Case Report

Platelet Storage Pool Disease in a Family with Thrombocytopenia and a Pathogenic Variant in the α-Actinin Encoding Gene ACTN1

by Doris Boeckelmann§1, Jessica Klima-Frysch§2, Hristo Georgiev1, Rebekka Wiedenhöfer1, Hannah Glonnegger1, Barbara Zieger1*

1Division of Pediatric Hematology and Oncology, Department of Pediatrics and Adolescent Medicine, Faculty of Medicine, Medical Center-University of Freiburg, Freiburg im Breisgau, Germany

2Division of Pediatric Surgery, Department of General and Visceral Surgery, Faculty of Medicine, Medical Center-University of Freiburg, Freiburg im Breisgau, Germany

§ shared authorship

*Corresponding author: Barbara Zieger, Division of Pediatric Hematology and Oncology, Department of Pediatrics and Adolescent Medicine, Faculty of Medicine, Medical Center, University of Freiburg, Freiburg im Breisgau, Germany

Received Date: 24 August 2023

Accepted Date: 29 August 2023

Published Date: 31 August 2023

Citation: Boeckelmann D, Klima-Frysch J, Georgiev H, Wiedenhofer R, Glonnegger H, et al (2023) Platelet Storage Pool Disease in a Family with Thrombocytopenia and a Pathogenic Variant in the α-Actinin Encoding Gene ACTN1. Ann Case Report. 8: 1426. https://doi.org/10.29011/2574-7754.101426

Abstract

ACTN1-related thrombocytopenia (ACTN1-RT) is an inherited platelet disorder, normally associated with moderate/ mild macrothrombocytopenia and a mild bleeding diathesis. Whereas immunofluorescence studies describing the cytoskeleton organization have been reported several times, expression analyses of platelet CD62-P and CD63 using flow cytometry have rarely been performed.
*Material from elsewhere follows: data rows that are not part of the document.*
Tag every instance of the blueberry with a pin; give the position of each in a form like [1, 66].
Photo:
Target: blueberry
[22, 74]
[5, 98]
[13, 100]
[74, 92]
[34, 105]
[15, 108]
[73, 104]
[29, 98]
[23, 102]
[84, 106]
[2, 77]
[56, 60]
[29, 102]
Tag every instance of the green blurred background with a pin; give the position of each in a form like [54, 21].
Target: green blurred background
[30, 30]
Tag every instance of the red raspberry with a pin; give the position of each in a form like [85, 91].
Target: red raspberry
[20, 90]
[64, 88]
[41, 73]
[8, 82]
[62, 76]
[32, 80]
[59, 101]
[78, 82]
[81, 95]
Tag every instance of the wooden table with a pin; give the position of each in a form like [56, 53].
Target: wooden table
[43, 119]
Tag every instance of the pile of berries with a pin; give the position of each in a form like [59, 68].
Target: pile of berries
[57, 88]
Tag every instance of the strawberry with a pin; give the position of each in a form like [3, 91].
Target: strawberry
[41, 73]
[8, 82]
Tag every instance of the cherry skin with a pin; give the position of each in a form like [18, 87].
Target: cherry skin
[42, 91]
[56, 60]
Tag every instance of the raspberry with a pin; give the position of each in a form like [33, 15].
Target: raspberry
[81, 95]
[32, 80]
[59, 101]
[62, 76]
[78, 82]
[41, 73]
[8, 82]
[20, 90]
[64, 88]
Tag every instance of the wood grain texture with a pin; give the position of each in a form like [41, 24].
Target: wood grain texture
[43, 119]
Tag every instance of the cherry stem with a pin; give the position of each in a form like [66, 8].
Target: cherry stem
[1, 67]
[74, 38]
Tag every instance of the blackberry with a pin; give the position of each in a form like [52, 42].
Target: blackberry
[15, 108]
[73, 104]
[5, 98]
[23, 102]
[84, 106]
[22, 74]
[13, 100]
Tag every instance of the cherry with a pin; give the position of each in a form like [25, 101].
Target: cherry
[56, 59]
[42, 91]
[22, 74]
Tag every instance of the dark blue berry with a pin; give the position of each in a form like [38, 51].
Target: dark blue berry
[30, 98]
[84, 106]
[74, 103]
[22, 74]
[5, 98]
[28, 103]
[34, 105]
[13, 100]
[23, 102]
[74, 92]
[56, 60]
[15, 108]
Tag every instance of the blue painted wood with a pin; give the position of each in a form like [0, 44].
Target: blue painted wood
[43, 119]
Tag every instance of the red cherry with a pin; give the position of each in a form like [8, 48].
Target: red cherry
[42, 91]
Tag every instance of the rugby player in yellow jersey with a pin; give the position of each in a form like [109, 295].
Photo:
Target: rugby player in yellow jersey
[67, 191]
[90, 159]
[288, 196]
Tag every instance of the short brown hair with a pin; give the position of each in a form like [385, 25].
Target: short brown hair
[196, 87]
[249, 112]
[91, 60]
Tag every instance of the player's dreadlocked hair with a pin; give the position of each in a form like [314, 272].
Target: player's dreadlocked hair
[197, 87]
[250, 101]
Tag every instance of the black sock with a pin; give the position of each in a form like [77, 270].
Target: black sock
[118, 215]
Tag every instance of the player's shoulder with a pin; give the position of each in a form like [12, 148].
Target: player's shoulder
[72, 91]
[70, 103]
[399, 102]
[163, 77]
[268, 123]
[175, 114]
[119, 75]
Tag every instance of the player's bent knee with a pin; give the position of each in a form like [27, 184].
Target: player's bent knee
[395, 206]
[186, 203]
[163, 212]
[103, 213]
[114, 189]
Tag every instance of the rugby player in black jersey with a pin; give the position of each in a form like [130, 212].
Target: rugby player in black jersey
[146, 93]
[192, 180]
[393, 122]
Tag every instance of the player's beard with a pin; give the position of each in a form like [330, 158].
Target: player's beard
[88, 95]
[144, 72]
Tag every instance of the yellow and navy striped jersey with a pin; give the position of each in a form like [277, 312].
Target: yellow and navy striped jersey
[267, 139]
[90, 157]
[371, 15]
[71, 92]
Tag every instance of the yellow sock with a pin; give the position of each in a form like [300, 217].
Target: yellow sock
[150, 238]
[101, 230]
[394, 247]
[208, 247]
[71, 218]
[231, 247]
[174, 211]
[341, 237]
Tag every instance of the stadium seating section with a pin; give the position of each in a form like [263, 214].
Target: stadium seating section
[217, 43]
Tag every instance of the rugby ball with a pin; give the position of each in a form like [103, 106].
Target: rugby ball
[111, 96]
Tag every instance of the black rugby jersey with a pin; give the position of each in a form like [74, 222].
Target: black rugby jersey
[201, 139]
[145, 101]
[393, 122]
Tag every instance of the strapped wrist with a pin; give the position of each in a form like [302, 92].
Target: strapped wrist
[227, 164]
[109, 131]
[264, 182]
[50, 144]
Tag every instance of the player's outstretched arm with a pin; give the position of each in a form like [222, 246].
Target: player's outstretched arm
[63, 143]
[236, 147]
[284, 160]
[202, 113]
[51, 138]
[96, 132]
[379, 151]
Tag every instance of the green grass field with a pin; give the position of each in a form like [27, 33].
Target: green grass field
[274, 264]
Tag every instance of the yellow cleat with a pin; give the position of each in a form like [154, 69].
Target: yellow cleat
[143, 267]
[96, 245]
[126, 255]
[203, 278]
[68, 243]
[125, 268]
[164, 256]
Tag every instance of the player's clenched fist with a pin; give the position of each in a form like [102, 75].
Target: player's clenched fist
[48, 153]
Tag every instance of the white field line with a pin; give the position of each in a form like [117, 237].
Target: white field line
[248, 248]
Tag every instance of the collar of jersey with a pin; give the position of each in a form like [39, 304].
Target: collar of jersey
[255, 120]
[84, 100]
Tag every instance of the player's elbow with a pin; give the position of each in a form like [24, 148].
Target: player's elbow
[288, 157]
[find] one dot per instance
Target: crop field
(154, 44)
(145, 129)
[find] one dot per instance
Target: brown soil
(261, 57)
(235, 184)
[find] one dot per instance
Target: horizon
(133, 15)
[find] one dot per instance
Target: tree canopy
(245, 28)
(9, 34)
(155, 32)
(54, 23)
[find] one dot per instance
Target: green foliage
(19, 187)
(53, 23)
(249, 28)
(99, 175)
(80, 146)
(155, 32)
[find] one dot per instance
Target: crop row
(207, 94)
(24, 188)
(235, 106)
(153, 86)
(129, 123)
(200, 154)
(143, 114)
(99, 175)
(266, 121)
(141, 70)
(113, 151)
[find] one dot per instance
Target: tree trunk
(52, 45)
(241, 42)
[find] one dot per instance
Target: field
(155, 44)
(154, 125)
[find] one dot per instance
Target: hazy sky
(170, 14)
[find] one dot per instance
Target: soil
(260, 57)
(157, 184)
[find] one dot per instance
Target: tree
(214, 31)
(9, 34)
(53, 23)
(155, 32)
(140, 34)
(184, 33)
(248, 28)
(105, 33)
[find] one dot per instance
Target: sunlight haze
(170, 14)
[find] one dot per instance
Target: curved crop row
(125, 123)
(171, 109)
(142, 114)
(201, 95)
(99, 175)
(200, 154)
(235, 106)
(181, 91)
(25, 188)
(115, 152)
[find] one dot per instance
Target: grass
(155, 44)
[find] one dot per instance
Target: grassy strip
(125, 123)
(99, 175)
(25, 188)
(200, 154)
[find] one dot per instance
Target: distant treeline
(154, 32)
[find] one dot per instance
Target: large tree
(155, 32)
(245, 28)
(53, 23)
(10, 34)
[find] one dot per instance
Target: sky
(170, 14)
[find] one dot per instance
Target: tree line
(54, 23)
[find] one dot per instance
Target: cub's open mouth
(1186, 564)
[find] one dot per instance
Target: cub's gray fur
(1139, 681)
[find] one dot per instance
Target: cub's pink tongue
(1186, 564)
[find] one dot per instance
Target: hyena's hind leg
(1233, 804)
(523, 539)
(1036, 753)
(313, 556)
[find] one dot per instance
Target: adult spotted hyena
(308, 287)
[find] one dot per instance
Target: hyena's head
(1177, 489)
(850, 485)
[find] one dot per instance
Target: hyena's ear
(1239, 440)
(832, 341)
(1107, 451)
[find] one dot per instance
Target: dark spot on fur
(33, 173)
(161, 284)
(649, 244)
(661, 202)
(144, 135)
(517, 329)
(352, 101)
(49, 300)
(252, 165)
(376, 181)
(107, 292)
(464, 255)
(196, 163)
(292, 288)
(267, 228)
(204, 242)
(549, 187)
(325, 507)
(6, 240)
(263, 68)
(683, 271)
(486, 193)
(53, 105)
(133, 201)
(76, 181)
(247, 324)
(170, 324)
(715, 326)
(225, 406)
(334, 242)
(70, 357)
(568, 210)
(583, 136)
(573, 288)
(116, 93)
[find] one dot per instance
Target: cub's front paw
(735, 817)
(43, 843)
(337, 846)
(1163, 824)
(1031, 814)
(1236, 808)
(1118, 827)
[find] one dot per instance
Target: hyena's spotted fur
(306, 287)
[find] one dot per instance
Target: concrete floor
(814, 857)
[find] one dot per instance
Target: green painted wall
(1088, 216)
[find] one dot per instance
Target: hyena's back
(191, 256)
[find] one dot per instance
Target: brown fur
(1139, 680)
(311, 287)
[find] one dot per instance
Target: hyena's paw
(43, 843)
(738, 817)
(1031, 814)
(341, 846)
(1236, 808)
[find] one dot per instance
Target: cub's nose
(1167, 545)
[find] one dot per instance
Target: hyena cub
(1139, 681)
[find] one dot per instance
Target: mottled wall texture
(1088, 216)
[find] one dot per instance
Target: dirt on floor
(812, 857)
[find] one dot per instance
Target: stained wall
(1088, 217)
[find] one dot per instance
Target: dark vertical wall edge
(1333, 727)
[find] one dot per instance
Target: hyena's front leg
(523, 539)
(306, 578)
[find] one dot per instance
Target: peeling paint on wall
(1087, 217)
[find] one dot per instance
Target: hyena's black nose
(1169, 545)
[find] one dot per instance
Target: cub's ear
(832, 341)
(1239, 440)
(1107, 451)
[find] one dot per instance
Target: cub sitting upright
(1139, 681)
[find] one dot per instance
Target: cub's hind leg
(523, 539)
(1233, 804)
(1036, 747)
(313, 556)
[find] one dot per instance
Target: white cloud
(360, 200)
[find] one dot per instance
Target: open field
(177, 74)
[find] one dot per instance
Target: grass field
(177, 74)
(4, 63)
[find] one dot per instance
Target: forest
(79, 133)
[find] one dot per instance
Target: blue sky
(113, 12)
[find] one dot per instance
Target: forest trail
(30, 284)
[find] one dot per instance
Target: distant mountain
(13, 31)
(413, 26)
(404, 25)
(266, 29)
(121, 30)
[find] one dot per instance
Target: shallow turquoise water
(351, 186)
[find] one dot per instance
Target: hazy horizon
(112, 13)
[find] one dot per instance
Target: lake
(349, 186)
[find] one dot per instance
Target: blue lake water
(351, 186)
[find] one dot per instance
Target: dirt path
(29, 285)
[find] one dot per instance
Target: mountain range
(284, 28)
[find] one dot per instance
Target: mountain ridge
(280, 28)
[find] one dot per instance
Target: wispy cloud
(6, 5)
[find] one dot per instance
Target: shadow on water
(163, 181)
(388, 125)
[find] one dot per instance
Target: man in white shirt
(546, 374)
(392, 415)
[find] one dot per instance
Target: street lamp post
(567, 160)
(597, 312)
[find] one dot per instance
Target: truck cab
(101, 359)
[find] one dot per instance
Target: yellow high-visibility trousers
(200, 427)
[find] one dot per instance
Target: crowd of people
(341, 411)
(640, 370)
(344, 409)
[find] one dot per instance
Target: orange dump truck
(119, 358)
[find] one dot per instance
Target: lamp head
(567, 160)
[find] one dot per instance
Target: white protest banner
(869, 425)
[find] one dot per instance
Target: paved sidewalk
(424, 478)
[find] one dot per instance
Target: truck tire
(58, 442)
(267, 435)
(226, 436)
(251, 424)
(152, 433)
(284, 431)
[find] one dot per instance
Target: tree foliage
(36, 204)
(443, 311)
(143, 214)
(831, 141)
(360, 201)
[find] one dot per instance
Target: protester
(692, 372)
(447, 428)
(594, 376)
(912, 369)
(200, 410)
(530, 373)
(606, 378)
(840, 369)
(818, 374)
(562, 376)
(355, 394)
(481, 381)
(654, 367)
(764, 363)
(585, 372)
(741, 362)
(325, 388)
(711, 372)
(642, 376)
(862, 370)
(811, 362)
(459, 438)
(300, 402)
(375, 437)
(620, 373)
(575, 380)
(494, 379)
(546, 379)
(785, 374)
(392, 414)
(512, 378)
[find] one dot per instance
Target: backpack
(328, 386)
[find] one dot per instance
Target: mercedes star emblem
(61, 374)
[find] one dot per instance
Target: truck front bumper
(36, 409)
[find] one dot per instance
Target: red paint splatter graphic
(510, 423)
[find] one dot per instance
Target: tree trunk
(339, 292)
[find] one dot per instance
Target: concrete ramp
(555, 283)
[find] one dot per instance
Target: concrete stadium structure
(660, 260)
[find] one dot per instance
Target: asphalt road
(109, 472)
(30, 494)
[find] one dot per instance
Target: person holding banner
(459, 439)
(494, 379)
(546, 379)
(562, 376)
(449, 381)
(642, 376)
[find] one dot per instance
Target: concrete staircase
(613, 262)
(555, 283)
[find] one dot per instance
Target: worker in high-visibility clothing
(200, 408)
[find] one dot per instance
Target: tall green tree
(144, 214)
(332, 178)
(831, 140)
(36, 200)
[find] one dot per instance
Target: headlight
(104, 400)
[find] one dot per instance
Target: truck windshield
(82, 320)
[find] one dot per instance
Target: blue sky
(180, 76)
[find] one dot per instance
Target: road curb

We report on familial thrombocytopenia, i.e. four patients – mother and three daughters with moderate/ mild thrombocytopenia who were identified as having a pathogenic variant (p.Arg46Trp) in ACTN1. Interestingly, in two of the four patients, flow cytometry analysis showed a profound decrease in surface expression of platelet activation markers CD62-P and CD63. The other two patients showed a mild reduction with different concentrations of thrombin and reached normal exposure after activation with 1 U/mL thrombin. Reduced expression of CD62-P and CD63 is hinting to an α- and δ-storage pool disease (α-/δ-SPD), respectively. Whereas a CD62-P reduction has been previously reported once, this – to our knowledge – is the first report of a CD63 reduction in association with an ACTN1-RT. Patients with platelet SPD are at higher risk for bleeding problems, especially after trauma or surgery. In summary, comprehensive investigation, including molecular genetic and platelet function analysis is important to classify the individual platelet defect. This may help to prevent unnecessary bleeding problems and to optimize perioperative management.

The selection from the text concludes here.